Quantum mechanics as an approximation of statistical mechanics for classical fields
Andrei Khrennikov

TL;DR
This paper demonstrates that quantum mechanics can be viewed as an approximation of classical statistical mechanics, derived through a Taylor expansion, with quantum effects emerging from second-order terms.
Contribution
It introduces a novel perspective where quantum mechanics is an approximation of classical statistical mechanics, using Taylor expansion to connect the two frameworks.
Findings
Quantum mechanics can be derived as a second-order approximation of classical statistical mechanics.
The approach applies initially to finite-dimensional systems.
Predictions from quantum mechanics may have small deviations from actual experimental averages.
Abstract
We show that, in spite of a rather common opinion, quantum mechanics can be represented as an approximation of classical statistical mechanics.
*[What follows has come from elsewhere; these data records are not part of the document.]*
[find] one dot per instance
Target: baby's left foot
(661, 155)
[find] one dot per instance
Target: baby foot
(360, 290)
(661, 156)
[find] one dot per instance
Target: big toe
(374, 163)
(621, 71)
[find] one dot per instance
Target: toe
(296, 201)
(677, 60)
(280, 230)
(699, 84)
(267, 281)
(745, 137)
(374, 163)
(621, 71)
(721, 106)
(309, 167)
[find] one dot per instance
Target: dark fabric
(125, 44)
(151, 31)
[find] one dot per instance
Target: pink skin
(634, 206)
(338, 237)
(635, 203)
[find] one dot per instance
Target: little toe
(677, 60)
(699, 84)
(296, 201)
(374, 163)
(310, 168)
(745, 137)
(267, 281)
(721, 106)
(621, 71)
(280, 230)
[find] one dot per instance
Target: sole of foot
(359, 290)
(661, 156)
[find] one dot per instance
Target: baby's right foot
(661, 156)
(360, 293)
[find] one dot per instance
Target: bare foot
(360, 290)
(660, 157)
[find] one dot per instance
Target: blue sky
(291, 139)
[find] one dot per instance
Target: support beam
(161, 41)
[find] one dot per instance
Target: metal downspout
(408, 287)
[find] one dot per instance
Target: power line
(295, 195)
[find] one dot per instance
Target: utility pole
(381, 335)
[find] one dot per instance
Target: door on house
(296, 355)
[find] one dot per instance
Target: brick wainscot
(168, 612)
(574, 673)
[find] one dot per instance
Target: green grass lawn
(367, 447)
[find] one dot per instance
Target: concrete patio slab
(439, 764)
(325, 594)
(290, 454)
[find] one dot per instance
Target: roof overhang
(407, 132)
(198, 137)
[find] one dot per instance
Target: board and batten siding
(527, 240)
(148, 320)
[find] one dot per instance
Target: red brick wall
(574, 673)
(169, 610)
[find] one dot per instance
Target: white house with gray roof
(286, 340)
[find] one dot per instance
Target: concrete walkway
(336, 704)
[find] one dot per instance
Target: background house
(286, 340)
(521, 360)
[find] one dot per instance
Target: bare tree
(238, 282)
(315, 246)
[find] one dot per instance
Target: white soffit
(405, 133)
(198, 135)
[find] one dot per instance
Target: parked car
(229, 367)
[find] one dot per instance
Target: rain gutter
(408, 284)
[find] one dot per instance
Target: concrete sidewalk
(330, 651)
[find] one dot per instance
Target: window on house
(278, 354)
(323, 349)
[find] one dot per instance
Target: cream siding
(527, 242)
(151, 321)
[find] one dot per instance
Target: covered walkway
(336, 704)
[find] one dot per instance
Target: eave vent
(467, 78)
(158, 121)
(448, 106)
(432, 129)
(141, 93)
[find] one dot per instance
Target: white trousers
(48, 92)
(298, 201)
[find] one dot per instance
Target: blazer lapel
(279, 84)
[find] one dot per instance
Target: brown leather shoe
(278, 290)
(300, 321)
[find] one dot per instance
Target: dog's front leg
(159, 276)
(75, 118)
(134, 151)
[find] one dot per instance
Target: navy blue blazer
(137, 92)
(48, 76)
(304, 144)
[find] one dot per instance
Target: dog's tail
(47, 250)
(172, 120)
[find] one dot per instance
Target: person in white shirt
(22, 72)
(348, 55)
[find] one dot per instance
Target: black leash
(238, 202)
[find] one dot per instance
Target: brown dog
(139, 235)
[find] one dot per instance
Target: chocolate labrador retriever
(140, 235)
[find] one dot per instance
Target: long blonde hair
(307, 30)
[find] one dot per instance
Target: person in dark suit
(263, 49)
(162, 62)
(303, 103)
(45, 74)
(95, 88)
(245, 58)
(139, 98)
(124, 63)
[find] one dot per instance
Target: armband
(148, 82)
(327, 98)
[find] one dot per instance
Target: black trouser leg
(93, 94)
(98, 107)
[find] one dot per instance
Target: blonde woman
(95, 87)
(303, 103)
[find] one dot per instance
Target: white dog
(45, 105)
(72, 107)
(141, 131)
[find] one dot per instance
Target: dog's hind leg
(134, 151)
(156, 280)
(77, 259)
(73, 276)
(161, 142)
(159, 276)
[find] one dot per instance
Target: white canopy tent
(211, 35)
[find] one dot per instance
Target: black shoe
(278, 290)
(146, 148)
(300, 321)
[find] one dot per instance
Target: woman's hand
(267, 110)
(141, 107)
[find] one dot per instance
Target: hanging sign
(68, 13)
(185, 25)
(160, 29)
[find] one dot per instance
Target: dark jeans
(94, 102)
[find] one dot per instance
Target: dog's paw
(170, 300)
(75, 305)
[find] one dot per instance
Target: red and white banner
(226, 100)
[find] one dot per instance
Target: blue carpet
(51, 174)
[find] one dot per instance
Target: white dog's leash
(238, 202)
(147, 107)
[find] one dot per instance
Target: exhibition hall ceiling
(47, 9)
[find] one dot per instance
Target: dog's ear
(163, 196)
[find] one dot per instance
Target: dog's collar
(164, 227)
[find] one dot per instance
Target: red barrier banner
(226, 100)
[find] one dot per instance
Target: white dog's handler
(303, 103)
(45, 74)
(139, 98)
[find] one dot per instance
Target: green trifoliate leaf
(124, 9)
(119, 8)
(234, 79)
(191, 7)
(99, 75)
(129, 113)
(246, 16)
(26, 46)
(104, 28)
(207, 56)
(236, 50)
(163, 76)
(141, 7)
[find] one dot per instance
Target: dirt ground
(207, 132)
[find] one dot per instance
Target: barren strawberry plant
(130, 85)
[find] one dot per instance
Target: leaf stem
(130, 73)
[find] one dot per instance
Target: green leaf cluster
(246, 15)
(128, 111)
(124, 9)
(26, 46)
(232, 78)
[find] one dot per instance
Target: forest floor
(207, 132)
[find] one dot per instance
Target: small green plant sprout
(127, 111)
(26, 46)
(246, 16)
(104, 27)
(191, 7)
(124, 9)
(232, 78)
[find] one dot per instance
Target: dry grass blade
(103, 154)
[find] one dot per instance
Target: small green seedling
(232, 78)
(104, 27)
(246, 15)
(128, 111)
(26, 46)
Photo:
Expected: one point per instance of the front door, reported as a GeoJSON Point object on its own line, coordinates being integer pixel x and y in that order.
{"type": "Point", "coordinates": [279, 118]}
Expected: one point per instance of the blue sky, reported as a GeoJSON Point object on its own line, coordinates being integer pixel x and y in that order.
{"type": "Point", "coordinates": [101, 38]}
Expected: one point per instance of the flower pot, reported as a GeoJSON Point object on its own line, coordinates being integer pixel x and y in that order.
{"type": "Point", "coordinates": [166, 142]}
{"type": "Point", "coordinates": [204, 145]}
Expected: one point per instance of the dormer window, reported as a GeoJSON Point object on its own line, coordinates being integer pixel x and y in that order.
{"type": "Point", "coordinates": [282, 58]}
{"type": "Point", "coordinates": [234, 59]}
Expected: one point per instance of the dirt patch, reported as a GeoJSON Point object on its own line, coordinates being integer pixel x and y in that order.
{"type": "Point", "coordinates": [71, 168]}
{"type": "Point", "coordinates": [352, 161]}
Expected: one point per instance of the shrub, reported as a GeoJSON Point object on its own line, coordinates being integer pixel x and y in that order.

The approximation under consideration is based on the ordinary Taylor expansion of physical variables. The quantum contribution is given by the term of the second order. To escape technical difficulties, we start with the finite dimensional quantum mechanics. In our approach quantum mechanics is an approximative theory. It predicts statistical averages only with some precision. In principle, there might be found deviations of averages calculated within the quantum formalism from experimental averages (which are supposed to be equal to classical averages given by our model).